Como um conjunto, Manual Samuel passa uma sensação de animação feita em Flash nos tempos onde a tecnologia era o que de mais avançado havia para conteúdos para a internet, inclusive com os mesmos problemas e limitações. Mesmo os movimentos, fluidos mas que as vezes deixam evidentes os pontos de articulação como bonecos de papel, carregam essa linguagem em si.
Conclusão
Manual Samuel é um achado. Sem nenhuma aspiração a ser uma obra de arte ou um jogo memorável, consegue seduzir pela simplicidade dos conceitos e pela originalidade com que toma a sua temática.
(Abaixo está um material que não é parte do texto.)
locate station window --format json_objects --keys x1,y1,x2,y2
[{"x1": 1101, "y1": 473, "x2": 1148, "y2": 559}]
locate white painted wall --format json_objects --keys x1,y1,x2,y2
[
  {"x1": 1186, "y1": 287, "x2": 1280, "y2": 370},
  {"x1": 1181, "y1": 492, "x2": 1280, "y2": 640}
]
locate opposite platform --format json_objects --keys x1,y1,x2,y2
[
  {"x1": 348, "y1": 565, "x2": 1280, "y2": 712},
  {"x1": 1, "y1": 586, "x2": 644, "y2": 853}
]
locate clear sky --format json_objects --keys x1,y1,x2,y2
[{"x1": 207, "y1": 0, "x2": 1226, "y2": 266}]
Não tem vergonha nenhuma de ser caricato ou ainda de usar recursos clichês a serviço de uma história que toma rumos completamente inesperados em tão pouco tempo e usa de um humor muito bem dosado para divertir de forma verdadeira e como poucos jogos hoje conseguem fazer.
Peca, porém, por abusar desse estilo, perdendo um pouco de brilho visual e, principalmente, porque é uma experiência curta demais. Pode ser finalizado em menos de 3 horas, dependendo da capacidade do jogador em conseguir aprender a fazer tantas coisas ao mesmo tempo, o que é uma pena já que há muito potencial no que poderia acontecer em um dia comum na vida — e na morte — do Sam.
É possível, porém, prolongar a vida útil do jogo por meio do modo de Time Attack, procurando formas de avançar mais rapidamente em trechos mais atrapalhados. Ainda assim, é um tempo curto, mas muito bem gasto, sem barriga. Uma experiência recomendada.
Manual Samuel está disponível para Playstation 4, XBox One e PCs (via STEAM) desde o dia 11 de outubro (O game chega hoje na Steam). Infelizmente, está totalmente em inglês e a versão testada parece ter um bug, já que em teoria há o recurso de legendas (também em inglês) mas que, mesmo ligado, não funcionava. Uma pena, porque para quem não tem facilidade com o idioma original, perde-se muito do humor contido nas falas ao longo da jornada. De qualquer jeito, as trapalhadas do próprio jogador já são suficientes em si para render ótimas gargalhadas.